No topo das montanhas nas terras altas do sul do Peru, encontra-se a maravilha do Império Inca do século XV, Machu Picchu.
Hoje, a cidadela é uma atração turística global e um ícone da história pré-colonial da América Latina, mas um dia foi o palácio real de um imperador.
Um time internacional de pesquisadores descobriu a incrível diversidade genética escondida nos restos antigos daqueles que um dia chamaram Machu Picchu de lar. Eles detalharam suas descobertas em um estudo publicado hoje na revista Science Advances.
Os intrigantes vestígios de um local real
O império inca já governou uma vasta área de 2 milhões de quilômetros quadrados na deslumbrante cordilheira dos Andes, na América do Sul.
Ele foi formado em 1438 pelo primeiro governante, Pachacuti Inca Yupanqui, e atingiu seu apogeu em 1533, antes da colonização pelos espanhóis.
"No centro do império estava a capital, Cusco, e nas proximidades estava o majestoso palácio de Pachacuti, Machu Picchu.
Machu Picchu era visitada pela família real e seus convidados durante a estação seca, de maio a outubro, como um local de festa, dança, canto e caça.

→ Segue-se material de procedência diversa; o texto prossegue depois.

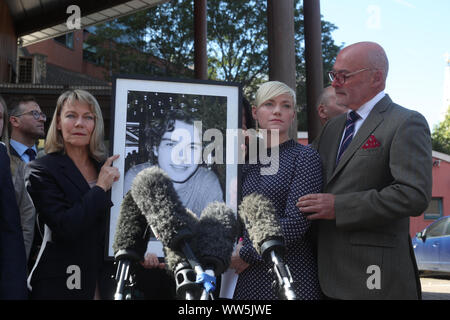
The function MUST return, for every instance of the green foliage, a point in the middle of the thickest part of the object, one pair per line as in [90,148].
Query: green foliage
[441,135]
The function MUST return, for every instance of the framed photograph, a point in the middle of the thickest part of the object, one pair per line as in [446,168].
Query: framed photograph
[189,128]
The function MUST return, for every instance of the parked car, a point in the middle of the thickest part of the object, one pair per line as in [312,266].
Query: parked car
[432,247]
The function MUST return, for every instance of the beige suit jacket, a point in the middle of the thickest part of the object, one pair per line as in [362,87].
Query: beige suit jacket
[366,252]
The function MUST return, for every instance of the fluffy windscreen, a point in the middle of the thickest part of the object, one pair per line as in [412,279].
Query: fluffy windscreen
[156,197]
[130,230]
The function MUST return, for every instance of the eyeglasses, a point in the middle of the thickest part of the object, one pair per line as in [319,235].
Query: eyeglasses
[341,77]
[36,115]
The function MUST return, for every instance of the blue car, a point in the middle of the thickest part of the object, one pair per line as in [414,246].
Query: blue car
[432,247]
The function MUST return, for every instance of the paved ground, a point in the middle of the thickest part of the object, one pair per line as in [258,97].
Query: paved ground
[435,288]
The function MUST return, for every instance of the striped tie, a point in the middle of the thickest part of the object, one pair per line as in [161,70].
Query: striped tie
[348,135]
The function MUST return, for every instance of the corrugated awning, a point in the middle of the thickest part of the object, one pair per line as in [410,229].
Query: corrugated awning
[38,20]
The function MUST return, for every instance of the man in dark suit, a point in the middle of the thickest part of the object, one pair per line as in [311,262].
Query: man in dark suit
[13,270]
[377,163]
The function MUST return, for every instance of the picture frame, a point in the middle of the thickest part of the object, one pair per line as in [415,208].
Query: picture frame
[142,110]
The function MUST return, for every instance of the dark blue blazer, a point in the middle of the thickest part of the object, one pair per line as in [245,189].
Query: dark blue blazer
[13,265]
[72,263]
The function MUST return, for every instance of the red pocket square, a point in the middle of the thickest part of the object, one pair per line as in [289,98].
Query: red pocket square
[371,143]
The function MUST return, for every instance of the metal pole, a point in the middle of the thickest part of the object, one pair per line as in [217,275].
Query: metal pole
[280,28]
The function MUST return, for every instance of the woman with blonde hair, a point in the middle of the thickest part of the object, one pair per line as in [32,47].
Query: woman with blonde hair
[299,173]
[70,190]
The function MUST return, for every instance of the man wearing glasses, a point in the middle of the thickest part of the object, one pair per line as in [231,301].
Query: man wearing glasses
[377,162]
[27,126]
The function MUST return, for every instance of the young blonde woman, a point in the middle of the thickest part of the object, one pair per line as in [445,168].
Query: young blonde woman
[299,173]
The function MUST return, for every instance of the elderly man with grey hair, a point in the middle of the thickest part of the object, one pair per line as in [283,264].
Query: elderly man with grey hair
[327,107]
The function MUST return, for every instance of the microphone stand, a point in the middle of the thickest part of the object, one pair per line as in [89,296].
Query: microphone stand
[273,250]
[185,281]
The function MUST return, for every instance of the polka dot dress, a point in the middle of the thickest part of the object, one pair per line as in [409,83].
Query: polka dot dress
[299,173]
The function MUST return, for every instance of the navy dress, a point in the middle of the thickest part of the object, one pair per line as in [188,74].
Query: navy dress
[299,173]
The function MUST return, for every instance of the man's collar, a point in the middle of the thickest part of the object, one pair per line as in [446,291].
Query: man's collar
[20,147]
[365,109]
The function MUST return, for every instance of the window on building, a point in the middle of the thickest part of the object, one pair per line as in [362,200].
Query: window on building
[434,210]
[437,229]
[66,40]
[25,69]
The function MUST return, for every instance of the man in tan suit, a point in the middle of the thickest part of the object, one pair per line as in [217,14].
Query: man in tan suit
[377,165]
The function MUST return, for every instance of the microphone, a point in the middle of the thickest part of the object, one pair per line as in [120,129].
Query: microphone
[130,243]
[156,197]
[217,233]
[266,235]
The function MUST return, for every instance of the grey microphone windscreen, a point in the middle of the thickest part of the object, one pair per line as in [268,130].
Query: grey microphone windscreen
[156,197]
[130,230]
[260,219]
[216,235]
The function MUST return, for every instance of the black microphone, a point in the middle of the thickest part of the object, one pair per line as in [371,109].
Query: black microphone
[264,230]
[156,197]
[216,236]
[130,243]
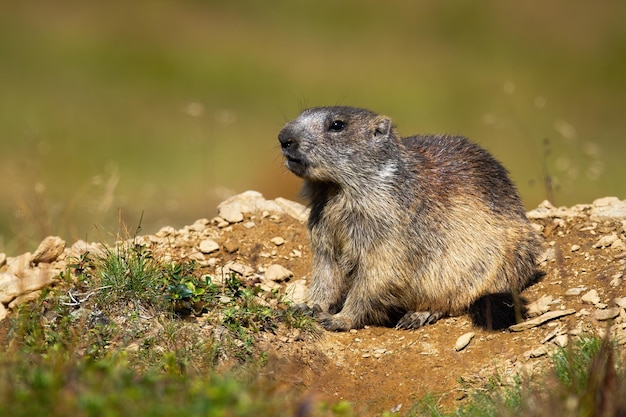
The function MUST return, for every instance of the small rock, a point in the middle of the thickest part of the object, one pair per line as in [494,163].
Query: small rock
[575,291]
[616,279]
[12,286]
[463,341]
[537,321]
[621,302]
[208,246]
[540,306]
[561,340]
[231,246]
[608,314]
[591,297]
[230,214]
[166,231]
[18,264]
[277,273]
[9,287]
[535,353]
[199,225]
[238,268]
[219,222]
[605,241]
[277,241]
[3,312]
[296,291]
[618,245]
[608,208]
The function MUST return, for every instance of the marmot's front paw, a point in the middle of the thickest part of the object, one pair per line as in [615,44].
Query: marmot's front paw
[304,309]
[334,322]
[417,319]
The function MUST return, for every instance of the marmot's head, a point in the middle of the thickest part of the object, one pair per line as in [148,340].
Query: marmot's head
[338,144]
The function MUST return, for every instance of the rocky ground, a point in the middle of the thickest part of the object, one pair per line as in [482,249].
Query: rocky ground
[377,368]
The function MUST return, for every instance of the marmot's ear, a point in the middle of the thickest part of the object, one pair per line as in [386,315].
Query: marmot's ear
[382,127]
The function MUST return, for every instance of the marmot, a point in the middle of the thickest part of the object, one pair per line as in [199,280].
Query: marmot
[404,230]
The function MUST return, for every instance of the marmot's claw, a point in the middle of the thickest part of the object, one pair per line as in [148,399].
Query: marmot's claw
[417,319]
[303,309]
[333,322]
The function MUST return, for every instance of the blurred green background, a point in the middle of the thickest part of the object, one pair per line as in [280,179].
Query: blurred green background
[113,109]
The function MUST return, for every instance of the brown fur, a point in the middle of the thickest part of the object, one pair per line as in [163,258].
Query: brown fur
[403,228]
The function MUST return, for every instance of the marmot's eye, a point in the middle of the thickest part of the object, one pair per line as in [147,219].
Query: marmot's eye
[336,125]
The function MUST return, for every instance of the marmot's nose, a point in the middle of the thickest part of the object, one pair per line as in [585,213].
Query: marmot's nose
[287,140]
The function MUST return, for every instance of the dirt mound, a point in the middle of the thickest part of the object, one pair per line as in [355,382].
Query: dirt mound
[377,368]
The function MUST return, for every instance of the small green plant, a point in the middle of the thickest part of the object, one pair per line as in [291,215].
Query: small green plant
[129,273]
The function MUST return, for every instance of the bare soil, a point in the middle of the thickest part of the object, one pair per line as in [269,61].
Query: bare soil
[379,368]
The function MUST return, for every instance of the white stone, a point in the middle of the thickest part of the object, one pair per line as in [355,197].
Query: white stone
[209,246]
[608,208]
[605,241]
[296,291]
[231,214]
[49,250]
[540,306]
[463,341]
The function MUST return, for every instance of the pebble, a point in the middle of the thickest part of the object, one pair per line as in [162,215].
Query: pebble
[231,214]
[621,302]
[277,240]
[575,291]
[605,241]
[591,297]
[208,246]
[540,306]
[607,314]
[277,273]
[608,208]
[537,321]
[296,291]
[535,353]
[618,245]
[239,268]
[166,231]
[199,225]
[561,340]
[616,279]
[231,246]
[463,341]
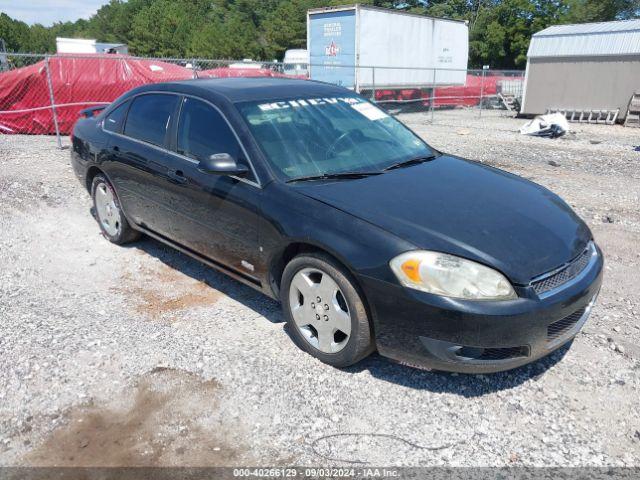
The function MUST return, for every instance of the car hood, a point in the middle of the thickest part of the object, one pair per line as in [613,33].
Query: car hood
[466,209]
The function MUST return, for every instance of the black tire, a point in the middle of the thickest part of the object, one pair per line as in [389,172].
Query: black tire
[360,343]
[125,233]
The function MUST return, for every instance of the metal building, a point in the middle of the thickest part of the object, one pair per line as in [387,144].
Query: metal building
[591,66]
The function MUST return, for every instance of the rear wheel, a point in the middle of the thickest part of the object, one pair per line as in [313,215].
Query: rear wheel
[108,213]
[324,310]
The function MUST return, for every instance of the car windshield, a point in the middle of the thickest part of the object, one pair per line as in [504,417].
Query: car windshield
[306,137]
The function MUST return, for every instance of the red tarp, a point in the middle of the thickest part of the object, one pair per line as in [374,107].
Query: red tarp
[232,72]
[78,82]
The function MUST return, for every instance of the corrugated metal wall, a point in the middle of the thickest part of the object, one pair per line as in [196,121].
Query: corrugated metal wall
[589,39]
[581,83]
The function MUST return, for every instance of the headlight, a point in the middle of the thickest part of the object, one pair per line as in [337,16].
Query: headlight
[450,276]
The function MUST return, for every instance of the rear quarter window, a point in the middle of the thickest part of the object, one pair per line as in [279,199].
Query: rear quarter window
[115,120]
[149,118]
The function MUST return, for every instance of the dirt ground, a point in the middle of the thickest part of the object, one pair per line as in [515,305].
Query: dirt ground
[138,355]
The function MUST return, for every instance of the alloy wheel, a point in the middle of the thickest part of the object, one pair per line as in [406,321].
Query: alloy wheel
[319,310]
[107,210]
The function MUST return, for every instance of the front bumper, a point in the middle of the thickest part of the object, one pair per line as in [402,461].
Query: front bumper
[429,331]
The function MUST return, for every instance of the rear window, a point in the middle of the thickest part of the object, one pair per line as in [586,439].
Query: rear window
[149,118]
[115,120]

Embora esses incas de elite fossem enterrados em Cusco após sua morte, o palácio era mantido durante todo o ano por algumas centenas de servos que viviam no local. Esses servos eram enterrados em cemitérios fora dos muros do palácio.
Após a colonização espanhola, o conhecimento sobre Machu Picchu foi perdido para o mundo ocidental, sendo redescoberto apenas por aventureiros no início do século XX.
Em 1912, a Yale Peruvian Scientific Expedition documentou uma contagem impressionante de 174 indivíduos enterrados no local.
Esses sepultamentos geralmente eram covas rasas ou estavam escondidos sob grandes pedras ou saliências rochosas naturais.
Embora muitos não tivessem objetos de sepultamento, foram encontrados artefatos de cerâmica enterrados ao lado de algumas pessoas.
Esses artefatos pintam um quadro vívido da diversidade cultural, com estilos das regiões costeiras e do norte do Peru, bem como das terras altas da Bolívia, perto do Lago Titicaca.
Essa foi a primeira pista de que Machu Picchu atraiu pessoas de todas as regiões do império inca. Isso sugere que os servos que viviam em Machu Picchu vinham de vários lugares, trazendo cerâmicas de suas terras natais.
No entanto, os artefatos também poderiam ter chegado à área por meio do comércio. Para descobrir de onde essas pessoas vieram, teríamos que analisar seu DNA.
Novas descobertas a partir do DNA antigo
Os pesquisadores sequenciaram o DNA antigo dos restos mortais de 68 indivíduos – 34 enterrados em Machu Picchu e 34 enterrados em Cusco.
Através da datação por carbono, os restos mortais foram datados e descobriu-se que algumas dessas pessoas foram enterradas antes da ascensão de Pachacuti e do império Inca.
Em seguida, os pesquisadores compararam o DNA dessas pessoas com o de povos indígenas que vivem nos Andes atualmente (pesquisas anteriores descobriram que essas linhas genéticas continuaram intactas nos últimos 2.000 anos), bem como com ancestrais de regiões mais distantes da América do Sul.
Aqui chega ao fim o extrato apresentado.